Autoregressive Prediction without Teacher Forcing: Drawing inspiration from roll-out prediction dependency in reinforcement learning, this strategy avoids distribution shift and extracts more robust motion representations.
Modular Design: F-Net and R-Net are plug-and-play modules that can be combined with any backbone network (e.g., ResNet, Swin, DINOv2).
A Rare Balance of Efficiency and Accuracy: Video-based methods are typically accurate but slow; FutureDepth surpasses state-of-the-art methods in both accuracy and speed.

Limitations & Future Work¶

Occluded-reappearing scenes (where objects reappear after being occluded) are not handled specifically. Properly addressing these scenarios could further improve motion understanding.
F-Net and R-Net share a similar architecture but have different objectives. Exploring whether they can be unified into a single multi-task network is a worthwhile direction.
During inference, masking is omitted (which enhances efficiency), but this might also result in losing some of the information learned by R-Net during the masking process.
The training pipeline is multi-staged and relatively complex. End-to-end training could potentially simplify the process.

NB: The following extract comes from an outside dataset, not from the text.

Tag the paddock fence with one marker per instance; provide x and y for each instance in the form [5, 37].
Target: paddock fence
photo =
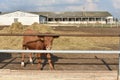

MAMo: Uses optical flow and online gradient updates, achieving high accuracy but at a high computational cost. FutureDepth replaces optical flow with future prediction, offering a more elegant approach.
NVDS: Computes pair-wise cross-attention for source frames, with overhead growing linearly with the number of frames. FutureDepth compresses multi-frame information into compact queries via F-Net/R-Net.
Video MAE (VideoMAE): Used to pre-train the main encoder-decoder; in contrast, the R-Net in FutureDepth is an independent auxiliary network used alongside the main network during inference.
Insights: Employing "future prediction" as a self-supervised signal shows remarkable effectiveness in depth estimation. This paradigm can be extended to other sequential dense prediction tasks such as optical flow estimation and video segmentation.

Rating¶

Novelty: ⭐⭐⭐⭐⭐ Using future prediction to learn motion cues is novel and highly effective. The autoregressive training without teacher forcing is a pioneer in video depth estimation.
Experimental Thoroughness: ⭐⭐⭐⭐⭐ Comprehensive evaluation across four datasets (indoor, driving, and open-domain), covering accuracy, temporal consistency, and efficiency, combined with detailed ablation studies.
Writing Quality: ⭐⭐⭐⭐ The methodology is clearly described, and the relatively complex training pipeline is supplemented with algorithmic pseudo-code.
Value: ⭐⭐⭐⭐⭐ Achieves SOTA performance across accuracy, temporal consistency, and efficiency, holding strong practical value.